Transports transform and they create a multiplicity of selves along the way. The emotional subject is never an individual—it is divided or multiplied within by the history of its previous figurations that are aufgehoben or folded into the story of its future unfoldings.
Every seemingly independent individual that forms emotional relations to others is itself already mediated, that is to say, it is the result of a history of emotional self-transformations that, each time, involve the identification with others and that also, each time, deposit a remainder of otherness within the self.
Hegel finds subjectivity on both sides of the conscious human individual: in the self-reflexivity of plants, for example, as well as in the worlds generated by spirit.
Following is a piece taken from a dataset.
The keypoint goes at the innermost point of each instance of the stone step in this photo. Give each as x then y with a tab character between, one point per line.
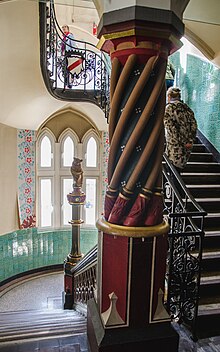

In Tropes of Transport, I attend, in particular, to text and textuality as forms of impersonal self-relations.
If all goes well, the account of emotion proposed in this book encourages hearts to stop laboring at dramatizing passion and to embrace lightheartedness instead.
Katrin Pahl is Assistant Professor of German, and co-director of the Women, Gender, and Sexuality Studies Program, at the Johns Hopkins University. Besides Tropes of Transport: Hegel and Emotion, featured on Rorotoko, she has authored numerous essays, edited a special issue of the Modern Language Notes, and is currently writing a book on the overlap of image and word in Kleist’s theater.